On May 8, Korea Ratings analyzed that while Hanwha Group's overall profitability is improving due to enhanced profit generation in its defense and shipbuilding businesses, its financial burden is increasing as a result of continued large-scale investments.
Ryu Yeonju, Senior Analyst at Korea Ratings, provided this explanation during a webcast reviewing credit issues for POSCO, Lotte, SK, and Hanwha Group on the same day.
Despite weak performance in the chemical and solar energy sectors last year, Hanwha Group's operating profitability improved thanks to increased profit generation in the defense, construction, and shipbuilding sectors. The analyst expects this improvement to continue for some time. Ryu Yeonju stated, "While the chemical business is expected to continue underperforming, there is a possibility of a rebound in the solar business. Considering the structurally improved profitability trend driven by increased order backlogs in the defense, construction, and shipbuilding sectors, the group should be able to maintain its enhanced profit generation."
Although profit generation has increased, it was assessed that the financial burden has also grown due to large-scale investments, particularly in shipbuilding, since 2023. She explained, "The group’s total net borrowings increased from 15.9 trillion won at the end of 2022 to 30.5 trillion won at the end of 2024, and key financial stability indicators such as the debt ratio have also deteriorated. Given the group’s expansionary investment stance, the heightened borrowing burden is expected to persist for the time being."
Korea Ratings forecasts that Hanwha Group’s financial burden should remain manageable, considering its cash generation capability.

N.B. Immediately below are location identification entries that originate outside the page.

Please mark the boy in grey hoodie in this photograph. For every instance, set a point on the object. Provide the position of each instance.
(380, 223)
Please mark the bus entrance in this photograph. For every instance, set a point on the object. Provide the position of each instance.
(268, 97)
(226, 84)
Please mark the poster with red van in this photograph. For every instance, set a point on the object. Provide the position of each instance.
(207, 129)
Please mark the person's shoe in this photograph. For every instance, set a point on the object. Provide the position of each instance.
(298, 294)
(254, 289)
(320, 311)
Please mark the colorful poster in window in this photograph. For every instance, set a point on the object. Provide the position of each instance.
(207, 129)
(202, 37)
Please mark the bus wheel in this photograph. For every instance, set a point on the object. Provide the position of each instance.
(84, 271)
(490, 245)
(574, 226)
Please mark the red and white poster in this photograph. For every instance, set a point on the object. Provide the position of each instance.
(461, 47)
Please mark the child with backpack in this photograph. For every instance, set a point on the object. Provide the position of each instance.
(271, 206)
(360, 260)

She noted, "Efforts to improve the financial structure, such as the sale of idle land by Hanwha Solutions, capital raising plans including Hanwha Aerospace’s rights offering and Hanwha Energy’s IPO review, and cash generation from the defense and shipbuilding sectors, are expected to enable the group to appropriately control its financial burden."
However, she also predicted that if the financial burden continues due to increased borrowings, it could affect the group’s credit rating. She explained, "The increase in Hanwha Group’s borrowing burden over the past two to three years is partly due to underperformance in the chemical business, but it also stems from expanding future growth bases in defense, solar, and shipbuilding. In fact, these investments have allowed Hanwha Group to enhance the diversification of its business portfolio, and with favorable market conditions and increased order backlogs in defense and shipbuilding, the group is now positioned to expect stable cash flows."
She added, "Overall, the strategic direction of investments aimed at building a long-term growth foundation is recognized. However, the actual improvement in cash generation and the pace at which the already increased financial burden is alleviated will determine the group’s overall creditworthiness."
Additionally, considering Hanwha Systems’ acquisition of Austal in Australia and Hanwha Hotels & Resorts’ planned acquisition of Ourhome, the scale of scheduled investments is significant. Therefore, she emphasized the need for a group-level review. She stated, "Given the substantial investment scale, it will not be easy to alleviate the heightened financial burden in the short term. It is now necessary to review the balance between the group’s cash generation and investment requirements."